# macOS Dashcam Viewer released!



## komocode (Sep 22, 2017)

You can view the three angles simultaneously, quickly scrub through all of your clips in one swipe, and export the clips into a single file.

*NOTE: 1.0.1 update was just approved a few minutes ago that fixes a crash related to video clips saved from a 2019.16.x firmware car. It should be going live in a few hours.*


----------



## Vidya (Aug 13, 2018)

Did you got HW3 testers?.


----------



## mr_boobs_83 (May 13, 2019)

Aw man, if i had mine already I'd beta test. It would be amazing if you could port this to iOS for use with usb keys with lightning connectors! Awesome work


----------



## komocode (Sep 22, 2017)

Vidya said:


> Did you got HW3 testers?.


just got videos from a HW3 customer. will work on it this week.


----------



## komocode (Sep 22, 2017)

mr_boobs_83 said:


> Aw man, if i had mine already I'd beta test. It would be amazing if you could port this to iOS for use with usb keys with lightning connectors! Awesome work


i was thinking about the lightning usb flash drives but the number of people that own that drive is small. i'll wait until iOS 13 comes to see if they support generic flash drives (at least for the USB-C on the iPad Pro)


----------



## DocScott (Mar 6, 2019)

I just downloaded it, and it's a great start! But how do you export multiple clips in to a single file? It seems like it's just going to export a one-minute clip with three views.


----------



## komocode (Sep 22, 2017)

DocScott said:


> I just downloaded it, and it's a great start! But how do you export multiple clips in to a single file? It seems like it's just going to export a one-minute clip with three views.


Hi,

Thanks for downloading!

There is no way to export multiple 1 minute segments. It only exports multiple angles into one 1-minute file.
I thought about adding a way to combine multiple 1-minute segments, but I've found that exporting multiple 1-minute segments and then dropping it into iMovie would be the easiest. Though, I would love to hear your feedback on how you would want to change this.


----------



## BenB (Apr 17, 2019)

I downloaded it earlier today. Do you have any plans to have a date picker as a part of the app? I don't clear out my drive very often so it would be great to just jump to yesterday / today to view those videos. Thanks.


----------



## komocode (Sep 22, 2017)

BenB said:


> I downloaded it earlier today. Do you have any plans to have a date picker as a part of the app? I don't clear out my drive very often so it would be great to just jump to yesterday / today to view those videos. Thanks.
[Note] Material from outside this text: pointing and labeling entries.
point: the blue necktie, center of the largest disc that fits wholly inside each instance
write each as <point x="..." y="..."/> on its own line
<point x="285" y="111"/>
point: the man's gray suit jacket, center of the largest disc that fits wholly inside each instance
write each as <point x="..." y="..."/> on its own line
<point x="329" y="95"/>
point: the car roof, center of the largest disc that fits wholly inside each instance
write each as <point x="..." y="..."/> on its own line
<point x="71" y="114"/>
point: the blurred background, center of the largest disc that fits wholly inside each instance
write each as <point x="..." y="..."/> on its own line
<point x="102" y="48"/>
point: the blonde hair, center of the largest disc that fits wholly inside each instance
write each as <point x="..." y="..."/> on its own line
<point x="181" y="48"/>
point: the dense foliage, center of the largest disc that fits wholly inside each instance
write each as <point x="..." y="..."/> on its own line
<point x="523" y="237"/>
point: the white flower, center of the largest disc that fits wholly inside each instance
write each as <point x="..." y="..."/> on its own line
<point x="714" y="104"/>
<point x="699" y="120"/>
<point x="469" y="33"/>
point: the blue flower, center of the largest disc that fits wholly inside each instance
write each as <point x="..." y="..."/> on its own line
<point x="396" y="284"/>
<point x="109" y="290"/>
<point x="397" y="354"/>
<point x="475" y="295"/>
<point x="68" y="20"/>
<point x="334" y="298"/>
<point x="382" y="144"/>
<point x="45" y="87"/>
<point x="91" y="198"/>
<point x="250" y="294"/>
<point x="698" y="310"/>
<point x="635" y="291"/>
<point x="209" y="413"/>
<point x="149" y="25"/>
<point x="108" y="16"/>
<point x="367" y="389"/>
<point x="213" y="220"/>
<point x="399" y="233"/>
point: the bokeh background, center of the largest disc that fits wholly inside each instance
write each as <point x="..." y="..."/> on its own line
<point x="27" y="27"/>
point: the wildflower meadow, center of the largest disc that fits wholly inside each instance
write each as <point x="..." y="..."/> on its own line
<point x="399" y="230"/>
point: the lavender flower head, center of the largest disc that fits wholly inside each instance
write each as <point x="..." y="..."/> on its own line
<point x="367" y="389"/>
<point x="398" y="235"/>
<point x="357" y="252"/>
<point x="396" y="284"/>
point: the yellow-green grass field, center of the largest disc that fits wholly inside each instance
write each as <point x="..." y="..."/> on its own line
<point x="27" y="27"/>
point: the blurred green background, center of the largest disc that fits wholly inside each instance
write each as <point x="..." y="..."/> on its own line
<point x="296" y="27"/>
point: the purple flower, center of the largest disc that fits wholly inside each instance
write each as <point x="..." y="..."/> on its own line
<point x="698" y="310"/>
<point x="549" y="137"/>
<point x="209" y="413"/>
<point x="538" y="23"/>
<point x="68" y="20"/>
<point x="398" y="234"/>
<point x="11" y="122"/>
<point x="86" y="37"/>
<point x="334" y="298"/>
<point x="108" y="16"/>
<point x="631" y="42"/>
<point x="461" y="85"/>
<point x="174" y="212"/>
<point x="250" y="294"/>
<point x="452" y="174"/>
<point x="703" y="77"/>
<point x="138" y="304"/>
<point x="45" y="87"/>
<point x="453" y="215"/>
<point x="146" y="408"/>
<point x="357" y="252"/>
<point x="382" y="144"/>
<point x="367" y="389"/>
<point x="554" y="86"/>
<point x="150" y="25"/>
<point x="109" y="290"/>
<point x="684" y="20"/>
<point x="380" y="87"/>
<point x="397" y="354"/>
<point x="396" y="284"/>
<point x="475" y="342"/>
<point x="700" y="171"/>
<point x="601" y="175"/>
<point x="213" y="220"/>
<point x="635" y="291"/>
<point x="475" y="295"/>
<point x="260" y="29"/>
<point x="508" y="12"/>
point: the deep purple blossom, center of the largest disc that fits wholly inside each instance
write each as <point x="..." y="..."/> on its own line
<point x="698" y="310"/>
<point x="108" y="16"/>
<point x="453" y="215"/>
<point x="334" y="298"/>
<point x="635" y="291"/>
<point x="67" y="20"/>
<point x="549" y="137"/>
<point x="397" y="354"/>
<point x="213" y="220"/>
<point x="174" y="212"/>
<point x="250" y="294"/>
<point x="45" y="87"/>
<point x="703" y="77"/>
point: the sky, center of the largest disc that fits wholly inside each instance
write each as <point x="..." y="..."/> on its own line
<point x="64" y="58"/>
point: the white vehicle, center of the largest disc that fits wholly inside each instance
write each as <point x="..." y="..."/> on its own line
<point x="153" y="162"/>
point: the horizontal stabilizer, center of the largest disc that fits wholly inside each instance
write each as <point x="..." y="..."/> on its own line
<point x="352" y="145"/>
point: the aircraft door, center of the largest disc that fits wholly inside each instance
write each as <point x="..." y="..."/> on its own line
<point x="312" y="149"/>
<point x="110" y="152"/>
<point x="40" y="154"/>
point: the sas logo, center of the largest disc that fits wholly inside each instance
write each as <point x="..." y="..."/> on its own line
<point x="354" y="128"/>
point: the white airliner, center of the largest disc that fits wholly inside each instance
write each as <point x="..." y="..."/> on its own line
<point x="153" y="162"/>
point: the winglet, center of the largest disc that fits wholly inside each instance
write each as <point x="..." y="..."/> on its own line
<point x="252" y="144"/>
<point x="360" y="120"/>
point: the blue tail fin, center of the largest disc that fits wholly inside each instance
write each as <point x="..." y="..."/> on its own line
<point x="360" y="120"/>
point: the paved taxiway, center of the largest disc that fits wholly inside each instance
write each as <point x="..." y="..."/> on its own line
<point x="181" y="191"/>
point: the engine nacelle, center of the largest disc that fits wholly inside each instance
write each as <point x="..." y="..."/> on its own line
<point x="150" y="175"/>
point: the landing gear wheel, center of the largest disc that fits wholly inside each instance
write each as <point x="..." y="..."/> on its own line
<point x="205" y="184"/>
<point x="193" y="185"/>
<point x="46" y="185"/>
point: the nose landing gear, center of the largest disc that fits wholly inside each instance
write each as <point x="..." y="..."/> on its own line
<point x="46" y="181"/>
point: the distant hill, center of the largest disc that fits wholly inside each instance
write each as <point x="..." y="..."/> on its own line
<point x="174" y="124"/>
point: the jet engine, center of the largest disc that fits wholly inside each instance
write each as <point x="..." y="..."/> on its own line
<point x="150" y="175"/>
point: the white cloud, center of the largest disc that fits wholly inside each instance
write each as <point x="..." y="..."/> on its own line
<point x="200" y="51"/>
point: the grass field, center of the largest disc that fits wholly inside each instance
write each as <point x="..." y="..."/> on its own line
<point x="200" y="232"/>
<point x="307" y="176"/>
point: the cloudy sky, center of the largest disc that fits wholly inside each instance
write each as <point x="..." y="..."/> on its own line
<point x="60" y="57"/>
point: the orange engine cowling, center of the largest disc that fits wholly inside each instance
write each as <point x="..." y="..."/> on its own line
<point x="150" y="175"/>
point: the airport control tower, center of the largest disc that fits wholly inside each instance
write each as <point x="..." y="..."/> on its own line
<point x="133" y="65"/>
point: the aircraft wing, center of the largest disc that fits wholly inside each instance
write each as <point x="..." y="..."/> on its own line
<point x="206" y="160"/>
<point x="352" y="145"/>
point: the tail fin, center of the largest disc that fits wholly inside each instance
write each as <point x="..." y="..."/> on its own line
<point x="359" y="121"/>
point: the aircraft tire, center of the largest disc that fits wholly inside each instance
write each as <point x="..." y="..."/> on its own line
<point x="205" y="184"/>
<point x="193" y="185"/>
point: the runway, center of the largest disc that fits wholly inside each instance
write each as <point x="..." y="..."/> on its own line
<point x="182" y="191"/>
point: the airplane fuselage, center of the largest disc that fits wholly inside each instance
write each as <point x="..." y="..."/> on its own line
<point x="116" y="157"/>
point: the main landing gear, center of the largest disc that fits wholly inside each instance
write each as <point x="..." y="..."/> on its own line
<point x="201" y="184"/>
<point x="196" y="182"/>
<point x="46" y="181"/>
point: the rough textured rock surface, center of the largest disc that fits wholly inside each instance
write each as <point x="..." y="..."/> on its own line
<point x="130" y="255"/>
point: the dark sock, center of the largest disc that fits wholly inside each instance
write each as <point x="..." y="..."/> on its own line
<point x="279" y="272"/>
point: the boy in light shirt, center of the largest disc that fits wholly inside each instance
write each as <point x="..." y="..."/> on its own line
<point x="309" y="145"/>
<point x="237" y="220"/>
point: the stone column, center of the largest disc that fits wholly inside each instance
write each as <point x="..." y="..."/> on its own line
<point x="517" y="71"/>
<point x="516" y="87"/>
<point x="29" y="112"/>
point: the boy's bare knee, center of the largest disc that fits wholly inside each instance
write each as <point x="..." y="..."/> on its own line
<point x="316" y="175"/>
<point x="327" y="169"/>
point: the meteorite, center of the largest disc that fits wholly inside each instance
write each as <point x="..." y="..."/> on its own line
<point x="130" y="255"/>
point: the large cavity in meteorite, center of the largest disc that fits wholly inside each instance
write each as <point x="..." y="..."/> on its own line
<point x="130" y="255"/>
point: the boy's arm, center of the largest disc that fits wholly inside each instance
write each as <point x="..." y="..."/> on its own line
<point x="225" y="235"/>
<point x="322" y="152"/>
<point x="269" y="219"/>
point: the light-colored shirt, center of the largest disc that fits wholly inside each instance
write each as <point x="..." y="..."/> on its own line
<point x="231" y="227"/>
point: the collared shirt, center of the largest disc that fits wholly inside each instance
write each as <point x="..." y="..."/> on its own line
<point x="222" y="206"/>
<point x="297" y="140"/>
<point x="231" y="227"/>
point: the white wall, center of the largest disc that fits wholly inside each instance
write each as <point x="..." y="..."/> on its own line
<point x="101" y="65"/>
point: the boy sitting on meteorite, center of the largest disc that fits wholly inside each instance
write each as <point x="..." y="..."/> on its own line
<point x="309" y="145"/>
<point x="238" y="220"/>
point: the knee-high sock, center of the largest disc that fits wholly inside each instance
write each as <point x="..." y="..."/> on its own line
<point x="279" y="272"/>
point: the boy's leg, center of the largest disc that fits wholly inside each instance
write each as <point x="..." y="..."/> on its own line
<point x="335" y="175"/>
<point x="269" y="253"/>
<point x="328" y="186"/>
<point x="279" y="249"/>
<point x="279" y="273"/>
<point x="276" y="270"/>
Good idea. I'll add in a future update. For now, you can press left or right arrow keys to skip to the next video set, or just scrub the global timeline to the next day (it's sorted in chronological order)


----------



## DocScott (Mar 6, 2019)

Another feature I would really like is fast-forward.


----------



## sduck (Nov 23, 2017)

Got the update this morning, now it works. Nice little app! Two features that would make it much better - the ability to choose which file(s) to view, from a drop down list or whatever; and a way to speed up, like the quicktime controls - 2x, 5x, 10x, 20x,


----------



## komocode (Sep 22, 2017)

sduck said:


> Got the update this morning, now it works. Nice little app! Two features that would make it much better - the ability to choose which file(s) to view, from a drop down list or whatever; and a way to speed up, like the quicktime controls - 2x, 5x, 10x, 20x,





DocScott said:


> Another feature I would really like is fast-forward.


it now has 1x, 2x, and 5x playback with today's 2.0.0 update.


----------